Home » Benefits of Structured Logging vs basic logging

Benefits of Structured Logging vs basic logging

Solutons:


There are two fundamental advances with the structured approach that can’t be emulated using text logs without (sometimes extreme levels of) additional effort.

Event Types

When you write two events with log4net like:

log.Debug("Disk quota {0} exceeded by user {1}", 100, "DTI-Matt");
log.Debug("Disk quota {0} exceeded by user {1}", 150, "nblumhardt");

These will produce similar text:

Disk quota 100 exceeded by user DTI-Matt
Disk quota 150 exceeded by user nblumhardt

But, as far as machine processing is concerned, they’re just two lines of different text.

You may wish to find all “disk quota exceeded” events, but the simplistic case of looking for events like 'Disk quota%' will fall down as soon as another event occurs looking like:

Disk quota 100 set for user DTI-Matt

Text logging throws away the information we initially have about the source of the event, and this has to be reconstructed when reading the logs usually with more and more elaborate match expressions.
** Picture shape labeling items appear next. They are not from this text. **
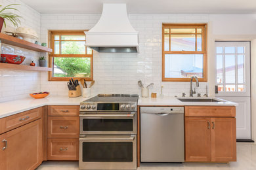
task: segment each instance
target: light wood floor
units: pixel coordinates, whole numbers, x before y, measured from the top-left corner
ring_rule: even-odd
[[[173,169],[256,169],[256,144],[238,143],[237,162],[230,163],[141,163],[138,170]],[[77,162],[46,162],[37,170],[77,170]]]

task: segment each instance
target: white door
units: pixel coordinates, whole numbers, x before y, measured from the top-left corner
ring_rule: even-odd
[[[238,103],[236,139],[251,139],[250,42],[215,42],[215,95]]]

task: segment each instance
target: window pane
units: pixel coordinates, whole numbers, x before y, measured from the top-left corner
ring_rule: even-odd
[[[171,51],[195,51],[195,35],[171,35]]]
[[[87,47],[87,54],[92,54],[93,50],[91,48]]]
[[[54,77],[91,77],[90,58],[54,58]]]
[[[216,47],[216,53],[223,53],[223,48],[219,46]]]
[[[172,28],[171,33],[195,33],[196,29],[194,28]]]
[[[197,51],[202,51],[202,35],[197,35]]]
[[[226,83],[236,82],[236,60],[234,55],[225,55]]]
[[[165,33],[170,33],[170,29],[169,28],[165,28]]]
[[[244,50],[243,46],[238,46],[238,53],[244,53]]]
[[[238,82],[244,82],[244,57],[238,55]]]
[[[217,83],[223,83],[223,58],[222,55],[217,55]]]
[[[85,54],[85,41],[62,41],[62,54]]]
[[[54,41],[54,54],[60,54],[60,41]]]
[[[60,35],[54,35],[54,39],[55,40],[59,40],[60,39]]]
[[[236,51],[235,49],[236,49],[236,48],[234,46],[225,47],[225,53],[235,53],[235,51]]]
[[[203,77],[203,54],[165,54],[165,78]]]
[[[85,35],[65,35],[61,36],[62,40],[85,40]]]
[[[169,46],[169,34],[165,34],[165,51],[169,51],[170,50],[170,46]]]
[[[218,92],[223,92],[223,85],[218,85]]]
[[[226,92],[235,92],[236,91],[236,86],[235,85],[226,85],[225,86]]]
[[[244,92],[244,85],[238,85],[238,92]]]

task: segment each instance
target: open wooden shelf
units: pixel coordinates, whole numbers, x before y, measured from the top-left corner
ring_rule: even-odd
[[[24,48],[33,51],[41,52],[53,52],[53,49],[51,48],[35,44],[27,41],[19,39],[12,36],[10,36],[1,33],[0,33],[0,39],[3,43]]]
[[[0,63],[0,69],[14,69],[14,70],[27,70],[39,71],[52,71],[53,69],[44,67],[35,67],[26,65],[11,64]]]

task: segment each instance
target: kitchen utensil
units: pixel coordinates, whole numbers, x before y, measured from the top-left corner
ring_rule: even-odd
[[[1,54],[1,62],[6,63],[21,64],[25,60],[24,56]]]
[[[35,99],[42,99],[42,98],[45,98],[45,97],[47,97],[50,93],[49,92],[44,92],[43,94],[30,94],[30,96],[35,98]]]
[[[140,88],[144,88],[144,87],[143,87],[143,84],[142,84],[141,80],[139,80],[139,81],[138,81],[138,84],[139,84],[139,86]]]
[[[148,85],[148,86],[146,86],[146,88],[149,88],[150,86],[153,86],[154,85],[154,83],[150,83],[150,84]]]
[[[86,84],[86,81],[85,81],[85,79],[83,78],[83,80],[85,81],[84,83],[85,83],[85,88],[87,88],[87,84]]]
[[[95,84],[95,80],[93,80],[93,81],[91,82],[90,86],[89,86],[89,88],[91,88],[91,87],[93,86],[93,84]]]

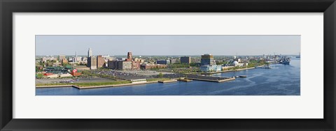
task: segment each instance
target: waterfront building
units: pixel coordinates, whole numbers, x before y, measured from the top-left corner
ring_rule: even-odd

By contrast, when you write the following two Serilog events:

log.Debug("Disk quota {Quota} exceeded by user {Username}", 100, "DTI-Matt");
log.Debug("Disk quota {Quota} exceeded by user {Username}", 150, "nblumhardt");

These produce similar text output to the log4net version, but behind the scenes, the "Disk quota {Quota} exceeded by user {Username}" message template is carried by both events.

With an appropriate sink, you can later write queries where MessageTemplate="Disk quota {Quota} exceeded by user {Username}" and get exactly the events where the disk quota was exceeded.

It’s not always convenient to store the entire message template with every log event, so some sinks hash the message template into a numeric EventType value (e.g. 0x1234abcd), or, you can add an enricher to the logging pipeline to do this yourself.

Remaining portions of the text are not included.